De acordo com o Observatório das Metrópoles e com o Censo de 2022, de 686.414 domicílios particulares permanentes em 2022 na capital gaúcha, 558.151 estavam ocupados, 101.013 vagos e 27.250 eram de uso ocasional.

“O principal deste projeto de lei, no contexto de Porto Alegre, é ainda mais absurdo, tendo a realidade que a gente está enfrentando do pós-enchente, onde mais de 30% da cidade foi afetada pela enchente, mais de 160 mil pessoas foram atingidas. A gente está falando de uma cidade que já tem um déficit habitacional absurdo. Nos últimos anos, nas últimas gestões, não foram construídas unidades habitacionais. Não tivemos nenhum projeto habitacional na última gestão municipal construída na cidade”, afirma Ni.

Ocupações são resultado de falta de investimento

“É uma realidade dessa luta que as pessoas acabam tendo que fazer a partir das ocupações, resultado da falta de investimento na política pública de produção habitacional. As pessoas ficam sem alternativa, e quem faz esse tipo de luta a partir das ocupações são pessoas extremamente vulneráveis, são pessoas que precisam de um processo de assistência social, são pessoas que necessitam disso, inclusive, para a sua própria sobrevivência”, enfatiza Ni. 

.Em sua avaliação, o projeto reflete a incoerência do poder público, que não faz o papel de garantir o direito à moradia para as pessoas que não têm onde morar, que perderam as suas casas, inclusive aquelas pessoas que tinham onde morar, e agora sofrem um processo de criminalização.

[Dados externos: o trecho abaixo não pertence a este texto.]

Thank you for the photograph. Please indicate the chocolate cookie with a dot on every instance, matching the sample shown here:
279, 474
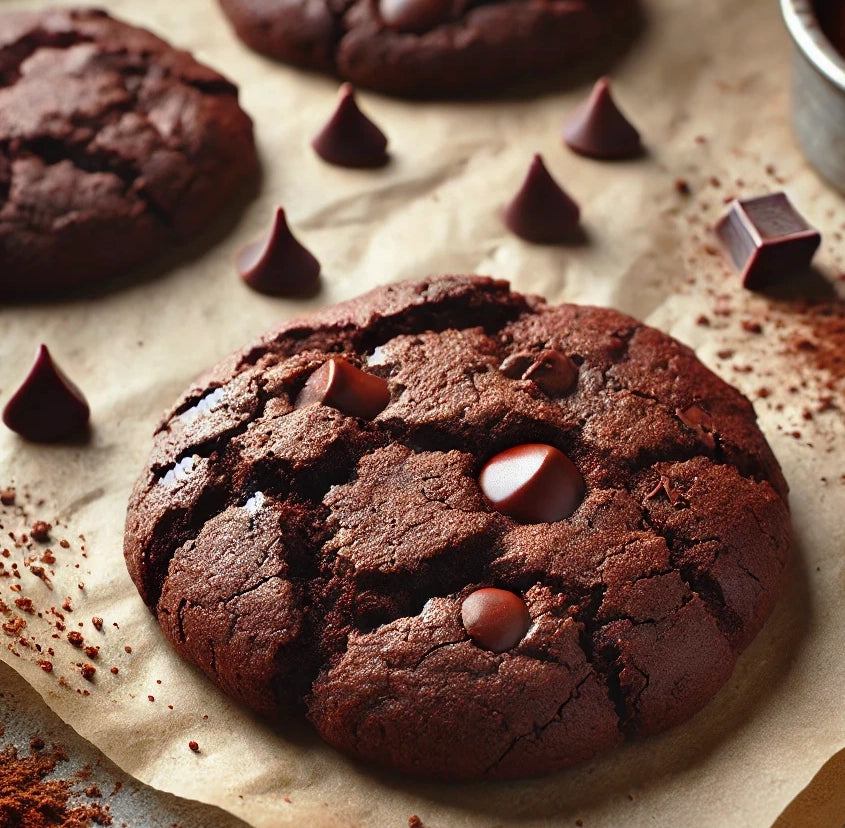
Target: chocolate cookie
471, 534
113, 145
429, 48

“O povo sofrendo as consequências desse projeto político implementado na cidade de Porto Alegre, e quando tem como única alternativa para garantir o seu direito de morar, participar de um processo, de uma ocupação de um imóvel vazio que não cumpre função social, são criminalizados correndo o risco ainda de perder o mínimo, que é o acesso a esses benefícios sociais.”

Criminalização da luta por moradia

Na avaliação da vereadora Juliana Souza (PT), o PL criminaliza a luta por moradia. Assim como apontado por Ni, a parlamentar destaca o contexto de déficit habitacional, agravado com a crise climática. “Temos uma prefeitura que não executa políticas de moradia, tendo construído apenas três casas em 4 anos. Além disso, a especulação imobiliária avança sobre nossa cidade, plenamente apoiada pelo governo municipal. Isso tudo, no momento que recém saímos de uma enchente que deixou ainda mais pessoas sem casa. Ninguém ocupa porque quer, mas sim pela ausência de políticas que assegurem a função social da propriedade e o direito à moradia digna.”

Juliana destaca que o mandato está em pleno diálogo com os movimentos de luta pela moradia para resistir "a mais este ataque a direitos do povo, por meio de um projeto que viola direitos fundamentais e estabelece punição adicional não prevista em lei penal. Nós seremos resistência mais uma vez, buscando conjugar a luta no plenário pela oposição e a mobilização social”.

Para o vereador Erick Dênil (PCdoB), a cidade de Porto Alegre enfrenta um problema sério em relação a moradia, agravado pela enchente de maio do ano passado, que devastou a casa de milhares de porto-alegrenses. "As ocupações são uma forma de luta pela garantia de um direito humano e constitucional. A criminalização das pessoas que lutam para ter um teto para suas famílias é um desrespeito ao nosso povo. Não podemos permitir que esse projeto seja aprovado!"